こんにちは、フリーランスエンジニアの太田雅昭です。
CI/CDという地獄の蓋
CI/CDはプログラムを各種環境で実行するために欠かせないものです。Github Actionsなどを使います。通常はyamlファイルでゴリゴリ書いていったりするのですが、これが大変です。実行結果はすぐに取れないし、検証に時間かかるし、何が起こってるかわからないし。
CI/CDの理想と現実
CI/CDは書き方が制限されているため、なかなか理想通りにいきません。理想としては下記のようなものがあるでしょう。
- TypeScriptで書きたい
- TypeScriptで設定とか共通化したい
- プログラムと設定とか共通化したいそれも型安全に
こうした理想がありながら、実際は難しいです。設定ファイルは良くてyamlファイル。それを検証するためだけのツラツラとしたコード。そうじゃない。もっとシンデレラしたいわけです。
Daggerとかいう救世主
DaggerはCI/CDパイプラインをプログラマブルに記述できるツールです。コンテナベースで駆動しますが、TypeScript(他にもPython、Goなど)で書けます。これをCI/CDにぶち込めばかなり理想郷に近づきそうです。
やってみた
上記のような理由により、Daggerを試してみました。このブログはもともとGithub ActionsでGitHub Pagesにデプロイしていましたので、そこにDaggerを組み込みました。

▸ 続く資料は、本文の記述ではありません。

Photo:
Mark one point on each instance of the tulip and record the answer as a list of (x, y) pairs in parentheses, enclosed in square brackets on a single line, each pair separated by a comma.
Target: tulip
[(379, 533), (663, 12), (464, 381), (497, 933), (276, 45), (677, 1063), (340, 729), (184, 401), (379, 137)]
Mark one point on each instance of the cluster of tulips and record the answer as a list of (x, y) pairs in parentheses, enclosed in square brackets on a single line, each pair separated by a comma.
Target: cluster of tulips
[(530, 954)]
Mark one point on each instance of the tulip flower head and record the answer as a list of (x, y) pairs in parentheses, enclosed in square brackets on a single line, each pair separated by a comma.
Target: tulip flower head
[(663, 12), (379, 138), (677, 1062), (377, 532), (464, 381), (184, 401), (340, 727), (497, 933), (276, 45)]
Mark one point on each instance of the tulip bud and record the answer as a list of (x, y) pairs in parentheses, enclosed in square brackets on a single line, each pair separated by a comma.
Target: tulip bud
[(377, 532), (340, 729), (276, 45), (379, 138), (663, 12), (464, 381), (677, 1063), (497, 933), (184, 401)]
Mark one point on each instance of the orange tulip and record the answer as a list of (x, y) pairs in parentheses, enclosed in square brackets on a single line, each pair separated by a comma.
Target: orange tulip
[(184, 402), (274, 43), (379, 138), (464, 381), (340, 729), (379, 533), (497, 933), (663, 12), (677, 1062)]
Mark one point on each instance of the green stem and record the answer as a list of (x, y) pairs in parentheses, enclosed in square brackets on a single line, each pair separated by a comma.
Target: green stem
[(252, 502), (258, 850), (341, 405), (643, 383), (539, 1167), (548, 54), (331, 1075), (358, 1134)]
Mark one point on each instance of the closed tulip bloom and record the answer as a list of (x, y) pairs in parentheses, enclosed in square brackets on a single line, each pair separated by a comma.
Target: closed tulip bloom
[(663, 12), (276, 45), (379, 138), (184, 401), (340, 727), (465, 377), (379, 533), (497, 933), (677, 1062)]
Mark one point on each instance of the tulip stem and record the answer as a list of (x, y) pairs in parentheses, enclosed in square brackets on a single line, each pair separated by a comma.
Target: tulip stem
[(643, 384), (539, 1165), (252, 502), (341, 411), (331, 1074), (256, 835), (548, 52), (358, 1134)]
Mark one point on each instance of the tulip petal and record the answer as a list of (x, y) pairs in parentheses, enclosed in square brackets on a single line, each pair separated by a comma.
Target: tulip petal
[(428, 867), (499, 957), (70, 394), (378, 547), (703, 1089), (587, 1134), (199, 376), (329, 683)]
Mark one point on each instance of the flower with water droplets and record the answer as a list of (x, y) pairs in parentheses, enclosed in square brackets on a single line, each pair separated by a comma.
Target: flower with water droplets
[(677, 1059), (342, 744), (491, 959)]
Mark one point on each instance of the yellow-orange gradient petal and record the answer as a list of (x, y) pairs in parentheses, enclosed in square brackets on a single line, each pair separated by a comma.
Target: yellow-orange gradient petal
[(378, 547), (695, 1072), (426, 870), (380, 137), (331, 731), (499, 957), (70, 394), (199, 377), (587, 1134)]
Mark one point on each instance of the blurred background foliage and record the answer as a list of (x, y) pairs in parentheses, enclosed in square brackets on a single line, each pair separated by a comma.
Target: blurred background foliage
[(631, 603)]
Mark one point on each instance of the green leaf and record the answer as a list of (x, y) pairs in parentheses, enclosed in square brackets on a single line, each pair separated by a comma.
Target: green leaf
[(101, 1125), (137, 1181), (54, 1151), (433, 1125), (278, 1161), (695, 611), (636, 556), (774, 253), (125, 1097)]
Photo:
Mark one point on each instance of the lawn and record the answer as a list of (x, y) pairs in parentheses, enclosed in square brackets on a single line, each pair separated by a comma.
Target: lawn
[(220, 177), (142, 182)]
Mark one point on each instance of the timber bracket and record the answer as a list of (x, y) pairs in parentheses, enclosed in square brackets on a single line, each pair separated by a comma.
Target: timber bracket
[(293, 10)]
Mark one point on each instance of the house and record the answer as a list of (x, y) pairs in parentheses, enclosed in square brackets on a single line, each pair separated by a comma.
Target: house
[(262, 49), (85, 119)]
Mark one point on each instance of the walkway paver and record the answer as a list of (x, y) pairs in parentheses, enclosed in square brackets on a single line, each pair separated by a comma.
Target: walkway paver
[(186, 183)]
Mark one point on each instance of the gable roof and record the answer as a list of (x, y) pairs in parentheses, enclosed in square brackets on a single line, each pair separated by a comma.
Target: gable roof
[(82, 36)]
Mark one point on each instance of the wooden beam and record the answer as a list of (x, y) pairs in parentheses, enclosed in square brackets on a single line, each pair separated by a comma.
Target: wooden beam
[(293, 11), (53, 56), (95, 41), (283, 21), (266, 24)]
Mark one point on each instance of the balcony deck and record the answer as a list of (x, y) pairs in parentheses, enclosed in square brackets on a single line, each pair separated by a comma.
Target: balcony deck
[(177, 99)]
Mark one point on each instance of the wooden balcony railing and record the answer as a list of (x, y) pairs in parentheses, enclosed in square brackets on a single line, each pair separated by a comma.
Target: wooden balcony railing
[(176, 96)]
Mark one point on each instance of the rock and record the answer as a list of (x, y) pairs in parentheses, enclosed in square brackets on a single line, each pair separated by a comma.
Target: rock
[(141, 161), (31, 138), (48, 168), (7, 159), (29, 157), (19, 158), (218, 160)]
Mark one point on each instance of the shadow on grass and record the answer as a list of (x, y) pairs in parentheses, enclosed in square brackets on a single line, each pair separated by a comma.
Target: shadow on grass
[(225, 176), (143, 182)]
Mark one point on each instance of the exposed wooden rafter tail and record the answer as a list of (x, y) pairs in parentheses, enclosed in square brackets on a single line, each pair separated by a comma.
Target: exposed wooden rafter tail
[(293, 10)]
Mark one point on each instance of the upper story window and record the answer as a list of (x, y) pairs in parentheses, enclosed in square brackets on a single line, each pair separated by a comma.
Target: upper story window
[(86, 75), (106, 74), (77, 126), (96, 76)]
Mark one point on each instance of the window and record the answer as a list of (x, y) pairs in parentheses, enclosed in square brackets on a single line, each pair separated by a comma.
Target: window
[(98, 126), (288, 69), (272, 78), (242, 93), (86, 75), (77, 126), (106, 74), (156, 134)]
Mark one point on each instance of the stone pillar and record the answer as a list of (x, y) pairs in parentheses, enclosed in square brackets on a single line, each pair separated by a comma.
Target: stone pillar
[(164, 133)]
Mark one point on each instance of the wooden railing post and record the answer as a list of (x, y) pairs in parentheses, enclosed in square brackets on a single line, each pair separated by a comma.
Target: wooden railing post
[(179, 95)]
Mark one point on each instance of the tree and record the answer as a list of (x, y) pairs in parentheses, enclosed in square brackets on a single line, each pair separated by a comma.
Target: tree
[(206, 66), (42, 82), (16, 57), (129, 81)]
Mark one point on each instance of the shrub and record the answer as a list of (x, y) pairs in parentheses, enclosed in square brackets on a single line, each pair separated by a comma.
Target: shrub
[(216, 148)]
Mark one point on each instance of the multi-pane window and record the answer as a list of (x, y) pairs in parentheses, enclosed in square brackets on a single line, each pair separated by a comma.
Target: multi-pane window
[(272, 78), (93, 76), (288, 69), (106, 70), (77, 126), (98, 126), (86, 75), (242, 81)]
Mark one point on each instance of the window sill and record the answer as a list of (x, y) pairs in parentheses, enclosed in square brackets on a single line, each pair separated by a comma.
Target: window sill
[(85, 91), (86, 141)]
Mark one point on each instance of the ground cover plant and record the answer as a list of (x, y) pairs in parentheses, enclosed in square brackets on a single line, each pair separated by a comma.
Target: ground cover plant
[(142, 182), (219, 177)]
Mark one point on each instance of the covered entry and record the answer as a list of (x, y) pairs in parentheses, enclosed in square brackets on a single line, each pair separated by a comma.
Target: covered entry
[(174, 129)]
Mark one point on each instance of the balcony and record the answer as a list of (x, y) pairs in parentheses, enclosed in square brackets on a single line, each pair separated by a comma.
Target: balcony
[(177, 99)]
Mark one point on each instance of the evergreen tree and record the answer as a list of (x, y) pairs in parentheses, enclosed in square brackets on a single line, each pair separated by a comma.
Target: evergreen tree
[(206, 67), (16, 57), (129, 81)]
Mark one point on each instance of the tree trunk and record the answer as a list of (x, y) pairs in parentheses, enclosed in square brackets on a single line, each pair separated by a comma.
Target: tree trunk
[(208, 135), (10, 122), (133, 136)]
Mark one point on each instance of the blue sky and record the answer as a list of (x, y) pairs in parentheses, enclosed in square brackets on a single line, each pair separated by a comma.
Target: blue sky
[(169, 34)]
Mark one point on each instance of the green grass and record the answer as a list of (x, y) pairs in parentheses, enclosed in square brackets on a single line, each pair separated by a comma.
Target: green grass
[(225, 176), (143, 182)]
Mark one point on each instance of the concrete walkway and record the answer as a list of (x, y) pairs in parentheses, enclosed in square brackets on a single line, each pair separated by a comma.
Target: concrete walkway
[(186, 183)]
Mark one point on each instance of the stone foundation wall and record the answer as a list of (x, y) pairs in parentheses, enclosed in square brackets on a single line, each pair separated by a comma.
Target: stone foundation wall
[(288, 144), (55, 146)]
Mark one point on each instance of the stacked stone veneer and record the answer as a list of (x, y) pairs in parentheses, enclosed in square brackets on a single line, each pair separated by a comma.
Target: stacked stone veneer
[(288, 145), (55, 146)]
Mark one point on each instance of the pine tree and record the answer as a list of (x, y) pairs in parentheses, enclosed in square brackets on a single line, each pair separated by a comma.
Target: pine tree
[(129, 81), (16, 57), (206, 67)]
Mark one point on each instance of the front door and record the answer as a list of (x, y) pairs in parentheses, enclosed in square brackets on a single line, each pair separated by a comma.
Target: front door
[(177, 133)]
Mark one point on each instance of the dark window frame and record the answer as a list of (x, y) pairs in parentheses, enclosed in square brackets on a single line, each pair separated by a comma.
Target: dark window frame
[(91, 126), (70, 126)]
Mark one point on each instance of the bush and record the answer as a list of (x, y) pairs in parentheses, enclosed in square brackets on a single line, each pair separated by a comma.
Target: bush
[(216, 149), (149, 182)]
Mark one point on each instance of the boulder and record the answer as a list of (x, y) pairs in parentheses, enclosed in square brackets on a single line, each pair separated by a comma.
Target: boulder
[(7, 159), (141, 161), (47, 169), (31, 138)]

まずは公式に従ってDagger + TypeScript環境を作ります。
コードを書きます。@object()でクラスをDaggerモジュールとして公開し、@func()でメソッドを外部から呼び出せる関数として定義します。@argument({ defaultPath: "/" })でソースディレクトリをカレントディレクトリから受け取るように設定しています。
import { argument, dag, Directory, func, object } from "@dagger.io/dagger";
@object()
export class Blog {
/**
* Build Astro site and return dist directory
*/
@func()
async build(
@argument({ defaultPath: "/" }) source: Directory,
): Promise<Directory> {
// pnpmのキャッシュボリュームを作成(ビルド間で永続化され高速化)
const pnpmCache = dag.cacheVolume("pnpm");
return dag
.container()
.from("node:21-slim")
.withExec(["corepack", "enable"])
.withExec(["corepack", "prepare", "pnpm@latest", "--activate"])
.withDirectory("/app", source)
.withMountedCache("/root/.local/share/pnpm/store", pnpmCache)
.withWorkdir("/app")
.withEnvVariable("CI", "true")
.withExec(["pnpm", "install"])
.withExec(["pnpm", "run", "build"])
.directory("/app/dist");
}
}
Daggerコンテナ内でビルドして、結果のdistディレクトリを返すだけのものです。このディレクトリをGithub Actionsで取り出してGitHub Pagesにデプロイします。
Github Actionsではdagger/dagger-for-githubアクションを使い、build関数を呼び出して結果を./distにエクスポートします。
name: Deploy to GitHub Pages with Dagger
on:
push:
branches: [main]
workflow_dispatch:
permissions:
contents: read
pages: write
id-token: write
concurrency:
group: "pages"
cancel-in-progress: false
jobs:
deploy:
environment:
name: github-pages
url: ${{ steps.deployment.outputs.page_url }}
runs-on: ubuntu-latest
steps:
- name: Checkout
uses: actions/checkout@v4
- name: Build and export with Dagger
uses: dagger/dagger-for-github@v8.2.0
with:
verb: call
args: build --source=. export --path=./dist
- name: Upload artifact
uses: actions/upload-pages-artifact@v3
with:
path: ./dist
- name: Deploy to GitHub Pages
id: deployment
uses: actions/deploy-pages@v4
これでデプロイできました。
まとめ
Daggerはコンテナ内で動く以上、どうしてもGithub Actionsコンテナ内でまたコンテナが作られるという形になります。しかしGithub Actionsのライブラリを使うことが現実的な解となることから、避けられません。もっともこれは、別環境でも簡単に乗り換えられるというメリットにもなります。
何にせよ、型安全に書ける上に、Daggerだけローカルで動かしてテストしたりもできるため、かなり便利かと思います。